In concorso 'Gangor', 'Las buenas hierbas' e 'Poll'

Si respira aria di Halloween al Festival del film di Roma, dove a mezzanotte verranno proiettati in anteprima mondiale i primi 20 minuti di “Dylan Dog: dead of night” di Kevin Munroe. Ma c’è anche l’inquietante “Let me in” di Matt Reeves, remake del bellissimo “Lasciami entrare” dello svedese Tomas Alfredson.

In concorso il secondo italiano, “Gangor” di Italo Spinelli, in una giornata che al cinema italiano dedica “La scomparsa di Patò” di Rocco Martelliti, tratto dal romanzo di Andrea Camilleri e l’incontro-duetto tra Margherita Buy e Silvio Orlando. Oltre al film fuori concorso “My name is Kahn” di Karan Johar, le altre pellicole in competizione sono “Las buenas hierbas” di Marìa Novaro e “Poll” di Chris Kraus.

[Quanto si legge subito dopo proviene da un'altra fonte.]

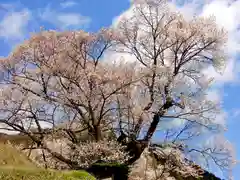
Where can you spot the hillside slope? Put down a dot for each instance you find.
(15, 166)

Lunedì 1 novembre è la giornata dell’attesissimo “The social network”, il film di David Fincher (“Seven”, “Fight Club”) sulla storia di Facebook e di uno dei suoi creatori, Mark Zuckerberg. La diva, invece, sarà Nicole Kidman, protagonista del film in concorso “Rabbit hole” di Cameron Mitchell. In competizione anche “Golakani Kirkuk” (“I fiori di Kirkuk”) di Fariborz Kamkari e “Bei Man” (“The back”) di Liu Bingjian. Da segnalare, fuori concorso, anche “Crime d’amour” di Alain Corneau.

LET ME IN
di Matt Reeves. Stati Uniti, Regno Unito 2010 (Filmauro)
Chloe Moretz, Kodi Smit-McPhee, Richard Jenkins, Elias Koteas, Cara Buono.

Se avete amato l’originale, il “Lasciami entrare” dello svedese Tomas Alfredson tratto dall’omonimo romanzo di John Ajvide Lindqvist, “Let me in”, di quel Matt Reeves autore dell’horror di fantascienza “Cloverfield”, non vi deluderà. Si è scomodato perfino Stephen King per assicurare addirittura che questo film “è un trionfo di genere: non solo un film horror, ma il miglior horror americano degli ultimi 20 anni”.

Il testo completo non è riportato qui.